La deuxième raison est que la base de donateurs des ONG s’est réduite: en Espagne, elle ne cesse de vieillir, avec une moyenne d’âge actuelle de 59 ans et 61% des membres âgés de plus de 55 ans. Les jeunes ne sont plus motivés pour financer les ONG car leur façon de s’informer a changé. Elle passe désormais par les réseaux sociaux, où les cryptobros des salles de sport envoient des messages de soutien. Les jeunes plus à droite sont moins intéressés par la coopération (quand ils ne sont pas radicalement opposés).

Pour les ONG, obtenir leurs propres fonds discrétionnaires – qu’elles peuvent utiliser librement – est de plus en plus difficile. C’est ce financement qui permet d’améliorer la participation avant le début des projets, car cela coûte de l’argent : l’élaboration des projets doit être planifiée à l’avance, des réunions doivent être organisées avec les communautés, les projets doivent être rédigés lentement. Les donateurs ne paient généralement pas ces coûts.

Cela ne veut pas dire que la décolonisation ne doit pas être discutée, ni que la participation, l’inclusion, le partage du pouvoir et une approche féministe ne doivent pas être discutés ou ignorés.

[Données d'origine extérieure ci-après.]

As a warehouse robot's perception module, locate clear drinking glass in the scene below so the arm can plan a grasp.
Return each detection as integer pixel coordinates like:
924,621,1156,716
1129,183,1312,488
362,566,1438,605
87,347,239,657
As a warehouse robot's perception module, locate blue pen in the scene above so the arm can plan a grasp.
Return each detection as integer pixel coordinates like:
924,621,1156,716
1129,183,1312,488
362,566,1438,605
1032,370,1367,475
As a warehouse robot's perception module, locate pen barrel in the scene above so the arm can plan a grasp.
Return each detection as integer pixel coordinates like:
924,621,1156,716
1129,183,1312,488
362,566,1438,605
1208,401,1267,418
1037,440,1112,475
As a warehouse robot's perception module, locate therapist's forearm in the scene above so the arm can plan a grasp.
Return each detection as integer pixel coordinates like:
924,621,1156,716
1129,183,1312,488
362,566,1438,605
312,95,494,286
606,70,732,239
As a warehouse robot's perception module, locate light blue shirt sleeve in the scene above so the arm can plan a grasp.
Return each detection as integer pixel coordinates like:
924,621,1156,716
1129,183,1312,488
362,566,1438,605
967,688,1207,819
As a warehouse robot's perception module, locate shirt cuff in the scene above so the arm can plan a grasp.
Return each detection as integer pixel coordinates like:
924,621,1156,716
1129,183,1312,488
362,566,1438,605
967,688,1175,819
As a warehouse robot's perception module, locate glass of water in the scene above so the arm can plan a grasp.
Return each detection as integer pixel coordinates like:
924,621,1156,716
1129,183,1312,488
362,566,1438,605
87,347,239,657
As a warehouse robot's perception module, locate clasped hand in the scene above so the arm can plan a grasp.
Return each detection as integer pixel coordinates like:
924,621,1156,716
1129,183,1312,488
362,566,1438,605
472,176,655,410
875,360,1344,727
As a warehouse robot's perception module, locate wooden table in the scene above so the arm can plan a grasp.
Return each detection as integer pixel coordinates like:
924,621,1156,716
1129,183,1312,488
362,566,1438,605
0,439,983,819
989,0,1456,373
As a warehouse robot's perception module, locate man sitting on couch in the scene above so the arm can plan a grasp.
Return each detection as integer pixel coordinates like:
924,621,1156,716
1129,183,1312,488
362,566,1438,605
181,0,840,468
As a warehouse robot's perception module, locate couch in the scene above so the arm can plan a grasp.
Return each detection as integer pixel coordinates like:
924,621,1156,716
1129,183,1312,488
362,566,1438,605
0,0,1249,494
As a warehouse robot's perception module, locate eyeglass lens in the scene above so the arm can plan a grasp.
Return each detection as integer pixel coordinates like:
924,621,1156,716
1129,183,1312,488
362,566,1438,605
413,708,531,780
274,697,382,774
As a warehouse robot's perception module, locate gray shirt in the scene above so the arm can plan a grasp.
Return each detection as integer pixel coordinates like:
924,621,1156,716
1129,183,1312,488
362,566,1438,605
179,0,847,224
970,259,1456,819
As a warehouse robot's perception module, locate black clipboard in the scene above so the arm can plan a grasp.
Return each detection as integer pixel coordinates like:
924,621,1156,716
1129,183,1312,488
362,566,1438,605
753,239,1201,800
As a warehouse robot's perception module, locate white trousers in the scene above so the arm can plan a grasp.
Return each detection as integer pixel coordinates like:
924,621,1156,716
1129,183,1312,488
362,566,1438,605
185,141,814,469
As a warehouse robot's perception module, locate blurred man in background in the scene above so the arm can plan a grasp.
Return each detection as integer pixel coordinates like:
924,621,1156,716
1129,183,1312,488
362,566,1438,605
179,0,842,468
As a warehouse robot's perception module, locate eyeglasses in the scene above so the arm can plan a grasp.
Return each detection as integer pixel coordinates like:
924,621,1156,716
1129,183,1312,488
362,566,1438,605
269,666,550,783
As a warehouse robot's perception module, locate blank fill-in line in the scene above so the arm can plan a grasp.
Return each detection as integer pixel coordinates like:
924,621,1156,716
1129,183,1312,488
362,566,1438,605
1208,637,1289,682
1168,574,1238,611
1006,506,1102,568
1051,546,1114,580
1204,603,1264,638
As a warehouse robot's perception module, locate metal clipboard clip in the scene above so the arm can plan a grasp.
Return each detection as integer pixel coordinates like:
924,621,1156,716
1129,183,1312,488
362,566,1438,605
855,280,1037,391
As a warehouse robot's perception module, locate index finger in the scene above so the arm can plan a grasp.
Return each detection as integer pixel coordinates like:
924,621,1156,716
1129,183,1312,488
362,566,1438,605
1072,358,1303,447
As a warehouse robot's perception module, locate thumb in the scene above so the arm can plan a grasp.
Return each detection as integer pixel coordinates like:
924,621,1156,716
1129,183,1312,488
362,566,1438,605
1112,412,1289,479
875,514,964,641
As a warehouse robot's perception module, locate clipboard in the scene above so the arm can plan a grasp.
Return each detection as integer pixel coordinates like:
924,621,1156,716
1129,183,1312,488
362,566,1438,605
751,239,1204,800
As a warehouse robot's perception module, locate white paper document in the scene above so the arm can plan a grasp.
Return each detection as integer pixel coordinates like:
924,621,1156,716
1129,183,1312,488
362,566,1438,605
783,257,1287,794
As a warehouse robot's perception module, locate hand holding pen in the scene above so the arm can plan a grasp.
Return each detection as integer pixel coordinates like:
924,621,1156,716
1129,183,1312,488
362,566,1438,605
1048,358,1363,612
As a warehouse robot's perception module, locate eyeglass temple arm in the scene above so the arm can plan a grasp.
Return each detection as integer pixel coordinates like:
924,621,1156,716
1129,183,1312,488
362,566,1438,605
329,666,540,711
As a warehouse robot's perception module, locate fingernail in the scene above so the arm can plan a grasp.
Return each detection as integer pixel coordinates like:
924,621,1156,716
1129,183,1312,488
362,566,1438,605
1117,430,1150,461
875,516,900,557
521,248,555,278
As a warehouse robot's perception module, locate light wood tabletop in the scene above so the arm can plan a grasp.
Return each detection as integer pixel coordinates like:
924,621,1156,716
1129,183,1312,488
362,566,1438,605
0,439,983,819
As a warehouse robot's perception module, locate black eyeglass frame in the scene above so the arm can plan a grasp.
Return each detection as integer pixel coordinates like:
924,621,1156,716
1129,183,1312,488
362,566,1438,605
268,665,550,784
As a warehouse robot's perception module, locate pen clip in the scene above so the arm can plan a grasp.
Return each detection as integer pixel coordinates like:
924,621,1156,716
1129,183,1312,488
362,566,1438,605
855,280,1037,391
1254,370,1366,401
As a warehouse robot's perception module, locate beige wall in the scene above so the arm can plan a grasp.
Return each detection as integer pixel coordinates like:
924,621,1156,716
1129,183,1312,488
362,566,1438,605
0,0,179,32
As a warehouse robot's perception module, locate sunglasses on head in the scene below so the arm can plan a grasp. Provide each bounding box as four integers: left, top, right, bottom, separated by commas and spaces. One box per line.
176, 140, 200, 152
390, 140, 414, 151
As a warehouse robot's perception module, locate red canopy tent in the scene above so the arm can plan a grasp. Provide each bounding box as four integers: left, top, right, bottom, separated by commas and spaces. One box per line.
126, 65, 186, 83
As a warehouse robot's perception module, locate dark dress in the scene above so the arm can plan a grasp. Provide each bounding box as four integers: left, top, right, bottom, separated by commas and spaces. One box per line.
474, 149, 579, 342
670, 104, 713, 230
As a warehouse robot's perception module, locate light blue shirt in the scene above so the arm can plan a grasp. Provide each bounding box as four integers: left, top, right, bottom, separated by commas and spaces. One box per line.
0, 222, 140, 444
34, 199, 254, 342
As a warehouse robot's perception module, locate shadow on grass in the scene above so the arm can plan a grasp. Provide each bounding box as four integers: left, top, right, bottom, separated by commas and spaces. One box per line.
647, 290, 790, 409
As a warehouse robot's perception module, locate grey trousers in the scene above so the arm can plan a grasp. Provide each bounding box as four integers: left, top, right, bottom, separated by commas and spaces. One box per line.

Mais il existe des problèmes existentiels qui devraient également être prioritaires. Les ONG, du Nord et du Sud, devraient être des machines à concevoir des projets, à bien investir les fonds et à mieux les justifier, tant que les gouvernements ne prennent pas la pauvreté en main.

Le discours sur la décolonisation dans le secteur de l’aide, au Nord comme au Sud, me rappelle la chute de Byzance, où le sujet d’actualité était le sexe des anges. Cette déconnexion avec la réalité les a conduits à négliger une question plus importante, la défense de leur territoire contre l’invasion ottomane. L’empire byzantin s’est éteint sans leur laisser le temps de terminer la discussion.